A boa literatura tem por característica o alcance universal. Para tal, o desafio do escritor consiste em absorver os elementos locais e, tal qual matéria-prima, modelá-los na busca de transcender-lhes forma e significado. Fruto desse compromisso mais ou menos consciente, Onetti forjou Santa Maria, cidade imaginária semelhante à capital em que nasceu, triste espaço para o refúgio de seus personagens.
Ocupando toda a extensão da tela, um papel branco recebe os primeiros traços que darão forma à cidade. Norte a orientar sua criação, estão lá a estação de trem, a praça central, a casa de vendas, o prostíbulo e o estaleiro, todos os espaços devidamente acompanhados pelo leito de um rio, marca da região do plata.
Composto a partir de manuscritos e entrevistas, o documentário produzido em parceria entre Uruguai e Espanha tem por fio condutor a reprodução em papel do cenário imaginário. Conduzido de forma competente e sem sobressaltos pelo diretor Pablo Dotta (El dirigible, 1994), o filme permite introduzir vida e obra do escritor nos seus pouco mais de 70 minutos de duração.
É verdade que muito esforço não se faz necessário para despertar o interesse pela sua literatura. Em uma de suas melhores cenas, o escritor uruguaio Eduardo Galeano, amigo de Onetti, nos lê uma breve passagem de El Pozo, primeira incursão do jovem Onetti no mundo literário, em 1939. Sentado à mesa de um bar ambientado conforme as descrições desoladoras do amigo, a voz grave e sisuda de Galeano combina perfeitamente com a lucidez amarga das linhas.
Entre os depoimentos de amigos, conhecidos e estudiosos – com destaque para as declarações da última mulher do escritor – alternam-se, em contraponto ao peso das memórias, os relatos humorísticos propiciados pelo temperamento peculiar de Onetti frente a seus admiradores e admirados, como no encontro sepulcral com o escritor mexicano Juan Rulfo. Sem deixar de nos interessar, em alguns momentos o roteiro comete deslizes.

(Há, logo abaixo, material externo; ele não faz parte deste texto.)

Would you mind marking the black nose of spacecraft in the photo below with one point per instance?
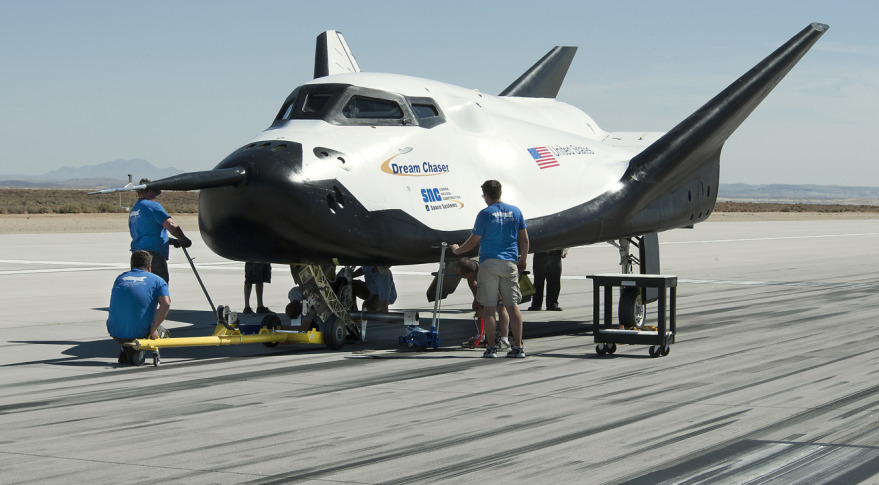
(241, 221)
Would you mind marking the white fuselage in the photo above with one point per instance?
(434, 174)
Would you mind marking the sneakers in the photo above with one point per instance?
(124, 357)
(474, 341)
(516, 353)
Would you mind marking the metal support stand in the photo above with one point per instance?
(417, 336)
(607, 335)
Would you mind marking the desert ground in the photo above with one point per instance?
(99, 223)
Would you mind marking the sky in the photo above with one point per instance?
(184, 83)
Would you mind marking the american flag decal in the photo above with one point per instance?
(543, 157)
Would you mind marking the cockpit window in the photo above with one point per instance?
(316, 102)
(359, 107)
(349, 105)
(424, 110)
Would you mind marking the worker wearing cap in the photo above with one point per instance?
(139, 303)
(149, 225)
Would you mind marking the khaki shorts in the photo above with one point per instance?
(498, 275)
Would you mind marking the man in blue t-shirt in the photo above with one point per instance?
(133, 302)
(149, 225)
(502, 237)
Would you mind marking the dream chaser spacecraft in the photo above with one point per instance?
(367, 168)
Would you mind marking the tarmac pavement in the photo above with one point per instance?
(772, 378)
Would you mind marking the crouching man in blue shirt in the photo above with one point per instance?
(134, 301)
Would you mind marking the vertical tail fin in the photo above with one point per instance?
(332, 55)
(545, 78)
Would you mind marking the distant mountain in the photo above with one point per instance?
(813, 194)
(107, 174)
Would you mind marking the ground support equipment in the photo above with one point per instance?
(268, 333)
(607, 335)
(417, 337)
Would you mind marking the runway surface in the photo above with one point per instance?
(773, 378)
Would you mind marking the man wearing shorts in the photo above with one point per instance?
(502, 237)
(255, 274)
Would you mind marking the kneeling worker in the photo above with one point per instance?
(133, 301)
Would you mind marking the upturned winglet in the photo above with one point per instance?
(545, 77)
(698, 139)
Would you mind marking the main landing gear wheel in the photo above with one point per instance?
(602, 349)
(631, 308)
(659, 350)
(335, 333)
(271, 322)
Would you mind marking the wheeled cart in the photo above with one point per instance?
(607, 335)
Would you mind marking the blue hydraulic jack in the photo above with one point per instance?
(418, 337)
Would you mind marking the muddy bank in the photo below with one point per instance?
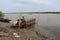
(30, 33)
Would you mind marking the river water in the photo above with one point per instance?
(50, 22)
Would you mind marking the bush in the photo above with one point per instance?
(1, 14)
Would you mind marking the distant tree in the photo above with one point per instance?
(1, 14)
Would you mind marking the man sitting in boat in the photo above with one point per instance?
(17, 23)
(23, 22)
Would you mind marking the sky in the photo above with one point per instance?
(29, 5)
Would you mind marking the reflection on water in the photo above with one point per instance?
(50, 22)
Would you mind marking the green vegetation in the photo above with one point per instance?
(1, 14)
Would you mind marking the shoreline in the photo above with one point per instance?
(30, 33)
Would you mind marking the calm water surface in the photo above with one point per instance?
(50, 22)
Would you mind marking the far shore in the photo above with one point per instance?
(31, 33)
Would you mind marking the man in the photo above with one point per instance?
(24, 21)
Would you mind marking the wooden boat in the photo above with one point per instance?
(4, 20)
(29, 23)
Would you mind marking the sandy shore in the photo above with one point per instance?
(30, 33)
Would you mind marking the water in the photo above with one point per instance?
(50, 22)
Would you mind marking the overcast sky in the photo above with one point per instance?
(29, 5)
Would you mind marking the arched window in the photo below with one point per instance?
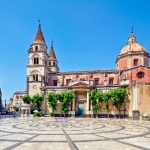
(36, 79)
(36, 60)
(140, 74)
(36, 48)
(33, 77)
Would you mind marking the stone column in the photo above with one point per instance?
(135, 112)
(87, 104)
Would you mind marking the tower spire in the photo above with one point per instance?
(132, 37)
(39, 35)
(131, 30)
(52, 52)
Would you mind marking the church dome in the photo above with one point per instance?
(132, 46)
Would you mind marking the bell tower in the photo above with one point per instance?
(37, 70)
(132, 55)
(53, 63)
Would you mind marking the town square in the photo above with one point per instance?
(75, 75)
(74, 134)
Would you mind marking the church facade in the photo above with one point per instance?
(132, 70)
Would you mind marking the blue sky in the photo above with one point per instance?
(87, 34)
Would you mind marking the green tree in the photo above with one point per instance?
(106, 98)
(26, 99)
(119, 98)
(37, 101)
(95, 97)
(52, 101)
(65, 98)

Somos levados a Madri, cidade que recebeu o escritor durante seu exílio. Contudo, não sabemos ao certo o que fazemos lá. Estamos na Avenida America, 31, residência do escritor? Nem mesmo a presença dos músicos Jorge Drexler e Fernando Cabrera insinuando um momento meta-ficcional parece uma boa resposta.
Simples e honesto, reflexo do homem que procura desvendar, o documentário por vezes torna-se minimalista. Onetti, que considerava serem poucas as palavras dignas de suplantar a riqueza do silêncio, se mostraria satisfeito com o resultado.